In one of the biggest studies ever run to examine the relationship between psychedelics and mental health therapy, researchers from NYU have found that psilocybin—more commonly known as magic mushrooms—is incredibly effective at treating alcohol use disorder.
The study—which was published on August 24 in the journal JAMA Psychiatry and is the first of its kind to involve a placebo-controlled trial—recruited 93 participants with alcohol dependence. The volunteers who received two doses of psilocybin combined with psychotherapy saw an 83 percent reduction in heavy drinking days within eight months of treatment. Meanwhile, those who received an antihistamine placebo paired with psychotherapy only saw a 51 percent reduction.
Most encouragingly, 48 percent of volunteers who received the magic mushroom treatment stopped drinking entirely after the eight months, whereas just 24 percent of the placebo group stopped drinking altogether.
It should be noted though that all participants received 12 psychotherapy sessions that occurred before and after they were given their drug—so they weren’t just tripping on their own. They were all also offered a third psilocybin session to make sure that even volunteers who received a placebo had the opportunity to be treated with the psychedelic.
“Our findings strongly suggest that psilocybin therapy is a promising means of treating alcohol use disorder, a complex disease that has proven notoriously difficult to manage,” Michael Bogenschutz, a psychedelics researcher at NYU and senior author of the study, said in a press release.
The findings offer a lot of promise to the 107 million people who struggle with alcohol use disorder every day—especially when you compare the results to common treatments for alcoholism. For example, Alcoholics Anonymous has an incredibly low success rate of between 8 and 12 percent by some estimates. Meanwhile, FDA approved medications like naltrexone can result in unwanted side effects like intense nausea and exhaustion.
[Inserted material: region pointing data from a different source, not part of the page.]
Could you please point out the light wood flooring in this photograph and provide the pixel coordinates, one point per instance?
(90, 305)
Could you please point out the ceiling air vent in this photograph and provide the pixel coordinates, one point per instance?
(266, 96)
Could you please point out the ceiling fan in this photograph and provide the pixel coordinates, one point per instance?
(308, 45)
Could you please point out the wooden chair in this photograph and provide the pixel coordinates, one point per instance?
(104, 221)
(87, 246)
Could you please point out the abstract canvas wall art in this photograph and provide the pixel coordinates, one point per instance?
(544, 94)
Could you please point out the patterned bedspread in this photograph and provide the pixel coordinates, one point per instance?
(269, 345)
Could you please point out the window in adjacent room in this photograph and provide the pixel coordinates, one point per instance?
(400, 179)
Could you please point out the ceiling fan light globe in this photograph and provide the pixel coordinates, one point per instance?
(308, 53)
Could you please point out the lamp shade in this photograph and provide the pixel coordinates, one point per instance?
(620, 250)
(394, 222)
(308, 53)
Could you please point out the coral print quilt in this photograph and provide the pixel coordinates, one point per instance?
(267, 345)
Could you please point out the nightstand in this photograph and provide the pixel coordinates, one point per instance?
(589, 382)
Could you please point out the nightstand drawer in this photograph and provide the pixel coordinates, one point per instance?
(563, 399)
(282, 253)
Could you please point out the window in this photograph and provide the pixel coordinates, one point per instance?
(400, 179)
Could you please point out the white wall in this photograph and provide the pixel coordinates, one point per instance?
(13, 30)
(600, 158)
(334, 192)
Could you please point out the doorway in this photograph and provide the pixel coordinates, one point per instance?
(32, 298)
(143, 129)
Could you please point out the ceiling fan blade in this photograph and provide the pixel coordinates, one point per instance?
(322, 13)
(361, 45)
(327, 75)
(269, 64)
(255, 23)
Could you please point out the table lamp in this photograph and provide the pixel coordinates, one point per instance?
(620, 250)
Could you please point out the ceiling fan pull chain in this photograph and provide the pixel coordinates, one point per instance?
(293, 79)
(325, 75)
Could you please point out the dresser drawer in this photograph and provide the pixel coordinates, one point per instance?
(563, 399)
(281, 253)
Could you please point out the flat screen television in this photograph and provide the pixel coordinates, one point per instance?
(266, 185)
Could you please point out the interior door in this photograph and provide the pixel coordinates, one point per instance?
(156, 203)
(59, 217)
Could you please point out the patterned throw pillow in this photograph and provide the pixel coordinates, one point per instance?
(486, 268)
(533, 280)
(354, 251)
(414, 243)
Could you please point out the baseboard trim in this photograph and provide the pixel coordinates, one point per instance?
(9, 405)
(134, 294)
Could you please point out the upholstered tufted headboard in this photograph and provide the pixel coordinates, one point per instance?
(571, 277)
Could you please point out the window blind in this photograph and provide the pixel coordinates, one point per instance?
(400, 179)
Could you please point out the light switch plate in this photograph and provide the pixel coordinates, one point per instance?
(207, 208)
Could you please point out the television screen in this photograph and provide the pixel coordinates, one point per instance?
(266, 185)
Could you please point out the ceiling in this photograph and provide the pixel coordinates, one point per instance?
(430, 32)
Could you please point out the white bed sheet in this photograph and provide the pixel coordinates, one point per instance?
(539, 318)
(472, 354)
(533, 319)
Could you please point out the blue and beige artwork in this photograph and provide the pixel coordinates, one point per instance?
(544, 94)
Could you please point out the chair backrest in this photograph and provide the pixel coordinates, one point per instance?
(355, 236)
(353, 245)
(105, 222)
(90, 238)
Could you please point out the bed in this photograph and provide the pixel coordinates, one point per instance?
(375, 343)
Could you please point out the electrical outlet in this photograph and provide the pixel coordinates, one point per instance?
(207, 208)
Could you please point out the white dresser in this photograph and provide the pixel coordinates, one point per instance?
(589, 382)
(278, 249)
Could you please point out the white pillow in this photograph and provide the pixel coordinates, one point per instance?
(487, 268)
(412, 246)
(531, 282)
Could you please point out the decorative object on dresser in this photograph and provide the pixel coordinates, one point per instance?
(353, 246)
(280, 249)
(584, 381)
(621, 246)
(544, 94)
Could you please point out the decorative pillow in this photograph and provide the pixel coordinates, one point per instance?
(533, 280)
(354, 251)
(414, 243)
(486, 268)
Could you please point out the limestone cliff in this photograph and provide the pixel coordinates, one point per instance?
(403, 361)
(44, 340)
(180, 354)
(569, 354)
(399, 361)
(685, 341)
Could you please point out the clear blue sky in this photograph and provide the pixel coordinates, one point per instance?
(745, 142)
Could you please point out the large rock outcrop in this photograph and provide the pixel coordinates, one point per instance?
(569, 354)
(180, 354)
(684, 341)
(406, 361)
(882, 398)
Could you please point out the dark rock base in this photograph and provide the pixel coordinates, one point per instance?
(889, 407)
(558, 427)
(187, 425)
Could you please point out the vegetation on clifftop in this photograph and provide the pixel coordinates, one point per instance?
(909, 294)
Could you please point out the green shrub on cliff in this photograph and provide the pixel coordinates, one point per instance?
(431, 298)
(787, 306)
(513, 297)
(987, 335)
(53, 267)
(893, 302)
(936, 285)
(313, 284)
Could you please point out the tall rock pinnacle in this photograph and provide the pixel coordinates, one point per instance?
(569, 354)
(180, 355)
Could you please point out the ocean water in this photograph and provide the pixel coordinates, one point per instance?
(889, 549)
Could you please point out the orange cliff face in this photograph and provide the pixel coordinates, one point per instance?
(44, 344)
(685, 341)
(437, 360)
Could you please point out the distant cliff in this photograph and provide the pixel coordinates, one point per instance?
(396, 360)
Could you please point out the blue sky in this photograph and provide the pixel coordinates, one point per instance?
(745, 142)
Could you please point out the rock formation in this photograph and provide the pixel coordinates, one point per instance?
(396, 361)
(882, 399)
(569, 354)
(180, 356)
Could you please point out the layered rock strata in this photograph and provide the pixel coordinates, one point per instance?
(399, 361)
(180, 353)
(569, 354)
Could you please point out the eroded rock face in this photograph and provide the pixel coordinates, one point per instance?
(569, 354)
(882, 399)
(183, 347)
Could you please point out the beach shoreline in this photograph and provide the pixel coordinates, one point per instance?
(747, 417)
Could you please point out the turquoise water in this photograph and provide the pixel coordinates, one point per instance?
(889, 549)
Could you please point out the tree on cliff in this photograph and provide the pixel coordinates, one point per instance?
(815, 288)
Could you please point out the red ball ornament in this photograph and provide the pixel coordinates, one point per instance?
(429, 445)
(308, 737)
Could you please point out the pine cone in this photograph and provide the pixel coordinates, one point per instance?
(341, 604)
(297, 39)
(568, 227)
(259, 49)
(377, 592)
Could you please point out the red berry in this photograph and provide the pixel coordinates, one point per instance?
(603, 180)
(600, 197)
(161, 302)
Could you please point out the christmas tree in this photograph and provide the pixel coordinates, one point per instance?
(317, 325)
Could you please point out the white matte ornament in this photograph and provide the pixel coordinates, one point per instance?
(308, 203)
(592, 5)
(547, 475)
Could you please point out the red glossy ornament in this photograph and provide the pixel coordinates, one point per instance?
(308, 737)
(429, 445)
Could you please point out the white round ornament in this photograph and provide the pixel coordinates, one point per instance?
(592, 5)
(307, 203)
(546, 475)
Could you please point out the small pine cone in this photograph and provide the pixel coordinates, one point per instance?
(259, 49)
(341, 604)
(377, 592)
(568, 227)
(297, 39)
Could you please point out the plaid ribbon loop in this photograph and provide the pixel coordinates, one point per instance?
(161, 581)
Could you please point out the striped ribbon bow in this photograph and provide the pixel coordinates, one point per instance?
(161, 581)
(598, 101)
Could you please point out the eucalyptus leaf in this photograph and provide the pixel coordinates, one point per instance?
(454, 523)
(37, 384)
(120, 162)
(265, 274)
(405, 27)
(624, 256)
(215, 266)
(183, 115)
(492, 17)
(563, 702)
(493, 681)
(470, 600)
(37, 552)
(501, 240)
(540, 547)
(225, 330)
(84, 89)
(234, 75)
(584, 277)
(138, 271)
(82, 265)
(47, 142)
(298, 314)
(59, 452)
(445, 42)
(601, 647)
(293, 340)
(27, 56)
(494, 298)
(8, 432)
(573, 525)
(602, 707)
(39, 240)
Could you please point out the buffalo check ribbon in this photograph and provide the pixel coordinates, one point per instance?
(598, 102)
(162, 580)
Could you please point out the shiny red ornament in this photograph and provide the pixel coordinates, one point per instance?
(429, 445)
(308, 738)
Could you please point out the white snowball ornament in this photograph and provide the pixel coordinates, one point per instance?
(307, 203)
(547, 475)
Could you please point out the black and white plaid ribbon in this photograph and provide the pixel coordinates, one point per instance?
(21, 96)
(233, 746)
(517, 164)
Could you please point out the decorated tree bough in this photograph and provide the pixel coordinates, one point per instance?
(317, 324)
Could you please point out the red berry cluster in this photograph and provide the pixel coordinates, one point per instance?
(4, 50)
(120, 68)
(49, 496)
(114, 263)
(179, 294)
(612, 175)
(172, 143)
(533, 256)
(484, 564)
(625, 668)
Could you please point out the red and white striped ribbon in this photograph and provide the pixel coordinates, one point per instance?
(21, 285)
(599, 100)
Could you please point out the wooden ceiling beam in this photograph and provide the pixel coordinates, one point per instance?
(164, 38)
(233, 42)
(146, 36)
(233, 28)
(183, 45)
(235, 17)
Bogenshutz previously led a smaller study with the University of New Mexico into the efficacy of magic mushroom-assisted therapy to treat alcoholism in 2015. That one involved just 10 volunteers with alcohol use disorder who were given a single orally administered dose of psilocybin. However, the study saw a 40 to 60 percent drop in alcohol use and dependence. Interestingly, the study found that the people who had more intense trips saw greater benefit from the treatment.
This latest NYU study further underscores the evidence that psilocybin not only can treat alcoholism when paired with psychotherapy, but it can be incredibly effective as well—an idea that more and more experts in the field are starting to embrace. And while it might seem strange to fight drug addiction with another drug, the study’s authors believe magic mushrooms have promise to treat a wide gamut of substance abuse issues.
“As research into psychedelic treatment grows, we find more possible applications for mental health conditions,” Bogenschutz said. “Beyond alcohol use disorder, this approach may prove useful in treating other addictions such as cigarette smoking and abuse of cocaine and opioids.”
The new study will only serve to bolster emerging efforts to capitalize on magic mushroom’s potential to treat alcohol use disorder. Clairvoyant Therapeutics, a biotech startup based in Vancouver, is planning to launch a Phase 2 clinical trial of a new study into psilocybin-assisted therapy to treat alcoholism. That one will include 128 patients.
Bogenschutz and his team now plan to build off of this study and conduct a similar, larger trial. But he stresses that more research is needed in order before we see magic mushrooms in a diagnostic and clinical setting. However, there’s no doubt that—despite its reputation as a hippy-dippy drug—it has the potential to help the millions who suffer from alcoholism every day… one trip at a time.